The League of Women Voters of the Charleston Area is urging elected officials to take action to safeguard the 2020 elections in the midst of the COVID-19 outbreak.
On June 9, voters across South Carolina will choose political party candidates for national, state, and local offices in the State Primary Election. These primary elections are important because they will determine who will be on the ballot in November’s general election. This hasn’t changed, but the conditions voters will face to vote could be drastically different. This year, the COVID-19 pandemic threatens to stifle participation, as voters face the choice of risking their health by going to the polls, battling what can be a frustrating absentee voting process, or foregoing their most fundamental duty as citizens, to vote.

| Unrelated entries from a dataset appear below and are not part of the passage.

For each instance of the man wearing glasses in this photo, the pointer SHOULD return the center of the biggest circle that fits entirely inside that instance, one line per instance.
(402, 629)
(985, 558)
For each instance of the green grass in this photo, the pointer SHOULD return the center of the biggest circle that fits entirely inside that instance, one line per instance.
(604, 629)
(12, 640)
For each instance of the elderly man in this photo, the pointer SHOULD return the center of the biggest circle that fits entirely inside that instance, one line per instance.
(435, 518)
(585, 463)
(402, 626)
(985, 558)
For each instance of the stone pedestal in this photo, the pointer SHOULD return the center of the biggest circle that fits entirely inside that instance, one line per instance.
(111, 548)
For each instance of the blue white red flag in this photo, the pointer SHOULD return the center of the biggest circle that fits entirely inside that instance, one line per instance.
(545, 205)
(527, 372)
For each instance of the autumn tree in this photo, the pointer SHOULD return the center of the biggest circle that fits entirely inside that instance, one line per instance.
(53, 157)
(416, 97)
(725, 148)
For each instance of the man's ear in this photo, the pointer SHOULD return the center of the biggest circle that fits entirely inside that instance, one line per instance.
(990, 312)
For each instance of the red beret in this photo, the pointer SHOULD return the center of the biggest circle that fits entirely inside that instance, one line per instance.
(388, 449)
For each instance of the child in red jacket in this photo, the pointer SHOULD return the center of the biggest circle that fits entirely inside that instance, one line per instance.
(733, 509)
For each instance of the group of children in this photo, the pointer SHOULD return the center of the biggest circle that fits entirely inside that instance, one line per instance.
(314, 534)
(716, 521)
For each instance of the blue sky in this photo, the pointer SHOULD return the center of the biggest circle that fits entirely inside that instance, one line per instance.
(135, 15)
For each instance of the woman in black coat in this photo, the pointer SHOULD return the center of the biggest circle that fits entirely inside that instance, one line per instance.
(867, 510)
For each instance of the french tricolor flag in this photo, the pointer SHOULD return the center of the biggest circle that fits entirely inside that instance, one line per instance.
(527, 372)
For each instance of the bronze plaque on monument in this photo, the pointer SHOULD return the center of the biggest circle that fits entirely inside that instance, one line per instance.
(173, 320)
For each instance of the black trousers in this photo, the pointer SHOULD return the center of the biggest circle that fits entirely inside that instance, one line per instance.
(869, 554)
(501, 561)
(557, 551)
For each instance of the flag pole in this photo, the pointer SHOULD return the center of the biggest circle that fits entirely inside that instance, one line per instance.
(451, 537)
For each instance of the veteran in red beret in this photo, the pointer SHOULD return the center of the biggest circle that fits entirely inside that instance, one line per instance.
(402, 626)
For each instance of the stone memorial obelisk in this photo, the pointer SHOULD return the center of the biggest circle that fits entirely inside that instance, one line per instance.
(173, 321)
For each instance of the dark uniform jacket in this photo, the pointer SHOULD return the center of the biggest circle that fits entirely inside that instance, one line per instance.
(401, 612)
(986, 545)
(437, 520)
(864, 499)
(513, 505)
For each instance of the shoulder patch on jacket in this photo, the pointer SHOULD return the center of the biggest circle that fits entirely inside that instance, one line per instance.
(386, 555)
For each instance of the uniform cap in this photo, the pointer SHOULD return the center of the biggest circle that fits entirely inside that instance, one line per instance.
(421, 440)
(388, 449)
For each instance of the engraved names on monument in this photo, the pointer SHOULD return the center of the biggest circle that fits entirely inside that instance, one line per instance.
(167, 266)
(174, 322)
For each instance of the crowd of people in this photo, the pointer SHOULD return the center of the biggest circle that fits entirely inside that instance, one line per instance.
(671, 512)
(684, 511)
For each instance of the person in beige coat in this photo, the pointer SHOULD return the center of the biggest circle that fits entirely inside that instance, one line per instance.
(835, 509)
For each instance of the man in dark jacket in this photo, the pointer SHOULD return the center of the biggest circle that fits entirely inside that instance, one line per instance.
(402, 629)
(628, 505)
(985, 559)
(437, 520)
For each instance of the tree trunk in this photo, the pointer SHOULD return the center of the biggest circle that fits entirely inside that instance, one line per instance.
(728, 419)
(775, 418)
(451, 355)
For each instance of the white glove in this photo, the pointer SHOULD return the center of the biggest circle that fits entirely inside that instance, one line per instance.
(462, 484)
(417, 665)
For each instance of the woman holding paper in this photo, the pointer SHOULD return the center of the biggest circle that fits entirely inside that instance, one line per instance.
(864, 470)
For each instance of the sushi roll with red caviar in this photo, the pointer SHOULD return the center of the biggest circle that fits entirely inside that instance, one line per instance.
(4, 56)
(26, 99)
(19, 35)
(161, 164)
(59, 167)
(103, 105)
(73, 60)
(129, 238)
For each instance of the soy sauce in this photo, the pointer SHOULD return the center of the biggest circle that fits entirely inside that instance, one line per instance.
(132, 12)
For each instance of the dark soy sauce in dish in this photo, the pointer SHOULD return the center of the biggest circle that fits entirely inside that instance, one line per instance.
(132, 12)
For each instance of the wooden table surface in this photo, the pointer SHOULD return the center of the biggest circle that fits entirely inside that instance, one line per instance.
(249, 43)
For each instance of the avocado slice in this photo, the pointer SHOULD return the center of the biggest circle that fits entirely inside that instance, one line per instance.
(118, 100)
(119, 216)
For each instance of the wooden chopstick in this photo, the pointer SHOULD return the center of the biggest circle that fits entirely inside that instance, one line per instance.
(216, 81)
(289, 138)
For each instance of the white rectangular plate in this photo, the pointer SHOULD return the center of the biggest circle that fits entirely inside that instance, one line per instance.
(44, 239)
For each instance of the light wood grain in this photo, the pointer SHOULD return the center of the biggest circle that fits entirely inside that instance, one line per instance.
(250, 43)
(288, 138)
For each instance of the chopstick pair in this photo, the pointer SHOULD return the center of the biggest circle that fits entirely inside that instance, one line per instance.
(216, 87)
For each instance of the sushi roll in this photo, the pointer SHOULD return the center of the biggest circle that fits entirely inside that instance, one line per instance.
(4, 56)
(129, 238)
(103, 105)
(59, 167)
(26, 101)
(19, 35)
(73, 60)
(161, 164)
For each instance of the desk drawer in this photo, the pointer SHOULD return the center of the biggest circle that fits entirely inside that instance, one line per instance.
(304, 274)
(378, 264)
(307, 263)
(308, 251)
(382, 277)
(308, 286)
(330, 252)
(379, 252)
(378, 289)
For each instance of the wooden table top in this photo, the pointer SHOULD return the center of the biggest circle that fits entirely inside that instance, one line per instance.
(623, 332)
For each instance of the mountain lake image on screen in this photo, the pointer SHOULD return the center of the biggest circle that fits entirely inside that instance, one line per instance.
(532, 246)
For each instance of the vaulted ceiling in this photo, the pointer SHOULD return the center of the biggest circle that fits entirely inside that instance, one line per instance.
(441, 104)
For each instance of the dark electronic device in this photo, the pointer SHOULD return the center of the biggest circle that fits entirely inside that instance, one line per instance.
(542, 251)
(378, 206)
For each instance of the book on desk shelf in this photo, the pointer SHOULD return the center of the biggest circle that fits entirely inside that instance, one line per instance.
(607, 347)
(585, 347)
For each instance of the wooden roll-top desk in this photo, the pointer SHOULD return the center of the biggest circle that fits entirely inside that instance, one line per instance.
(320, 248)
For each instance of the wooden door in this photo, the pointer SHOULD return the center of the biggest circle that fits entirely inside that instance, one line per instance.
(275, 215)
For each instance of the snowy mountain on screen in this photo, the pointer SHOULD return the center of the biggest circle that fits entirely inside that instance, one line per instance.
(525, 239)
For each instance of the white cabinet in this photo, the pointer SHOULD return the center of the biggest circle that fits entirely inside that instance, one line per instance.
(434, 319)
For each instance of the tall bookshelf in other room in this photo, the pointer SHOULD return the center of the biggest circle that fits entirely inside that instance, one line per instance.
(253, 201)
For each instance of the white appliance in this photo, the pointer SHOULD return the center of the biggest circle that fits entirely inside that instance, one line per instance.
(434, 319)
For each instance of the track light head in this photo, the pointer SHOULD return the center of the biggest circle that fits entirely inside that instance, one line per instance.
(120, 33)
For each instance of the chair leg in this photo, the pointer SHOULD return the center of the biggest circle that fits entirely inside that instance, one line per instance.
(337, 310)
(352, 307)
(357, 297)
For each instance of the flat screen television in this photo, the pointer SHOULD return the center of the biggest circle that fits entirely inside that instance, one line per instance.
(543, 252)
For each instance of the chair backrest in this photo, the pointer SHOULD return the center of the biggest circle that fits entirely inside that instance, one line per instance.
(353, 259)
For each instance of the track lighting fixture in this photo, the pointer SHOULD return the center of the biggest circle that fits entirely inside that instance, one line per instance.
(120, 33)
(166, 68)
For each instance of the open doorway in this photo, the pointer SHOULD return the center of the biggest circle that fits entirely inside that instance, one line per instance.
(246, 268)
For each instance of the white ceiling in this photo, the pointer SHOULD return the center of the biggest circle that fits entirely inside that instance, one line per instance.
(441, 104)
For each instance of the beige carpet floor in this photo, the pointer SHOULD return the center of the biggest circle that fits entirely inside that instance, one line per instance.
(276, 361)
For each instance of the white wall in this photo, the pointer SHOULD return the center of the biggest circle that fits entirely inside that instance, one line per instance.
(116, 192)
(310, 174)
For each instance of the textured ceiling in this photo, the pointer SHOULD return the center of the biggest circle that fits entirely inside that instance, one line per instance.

The League of Women Voters of the Charleston Area has been listening to election officials, including State Election Commissioner Marci Andino, who have publicly registered their concerns for the impact the pandemic could have on the health of voters and election workers, as well as the effect on voter participation. For instance, many of Charleston County’s poll managers have already declined to work the June 9 primary because of health concerns, meaning polling locations could be drastically understaffed or consolidated.
As a non-partisan civic engagement organization, the League of Women Voters has asked S.C. legislators from from Berkeley, Charleston, and Dorchester to move to make immediate accommodations to voting procedures to ensure voters can safely participate in the elections.
The League, as part of their Voter Access Campaign, has asked legislators to implement the following procedures to safeguard our 2020 elections:
Expanded Absentee Voting/Vote by Mail
- Implement the use of no-excuse absentee voting so that voters can participate safely from their own homes. Alternatively, add a temporary “Social Distancing” or similar reason to the current list of 18 reasons why voters may request an absentee ballot. Add an excuse that allows
- Simplify procedures for requesting, receiving, completing, and returning absentee mail-in ballots while maintaining the security of the voting system.
Note: Several states are considering or have adopted vote by mail and other measures to safeguard the elections. For example, West Virginia has already decided to mail all voters an absentee ballot. Texas has taken action by allowing COVID-19 to count as a disability reason for needing a mail-in ballot.
Early In-Person Voting (where health and safety protections permit)
- Expand options that allow voters to cast ballots early, including establishing voting hours on the weekend before Election Day.
- Educate the public about options to vote early and encourage voters to take advantage of this policy.
- Increase the safety of voting in-person by providing resources for additional voting facilities and more poll workers
Address Election Day Voting Concerns (where health and safety protections permit)
- Make the necessary adjustments so that polling places adhere to CDC guidelines.
- Provide additional resources to county election offices to secure voting facilities and more poll workers in a time of expected shortage of both.
Additional Time for Processing and Counting Absentee Ballots
- Give counties additional time for processing and counting absentee ballots to ensure all votes are counted and reported. This may include flexibility to open and scan absentee ballots early.
Enhanced Voter Education
- Provide adequate resources to enable state and county election officials to undertake robust voter education campaigns around updated election procedures, particularly in communities of color, low-income communities, and communities at high risk for COVID-19 infection.
- New federal funding under the Help America Vote Act and additional state emergency funding set aside by legislators should be spent transparently and effectively to allow voters to safely participate in their democracy.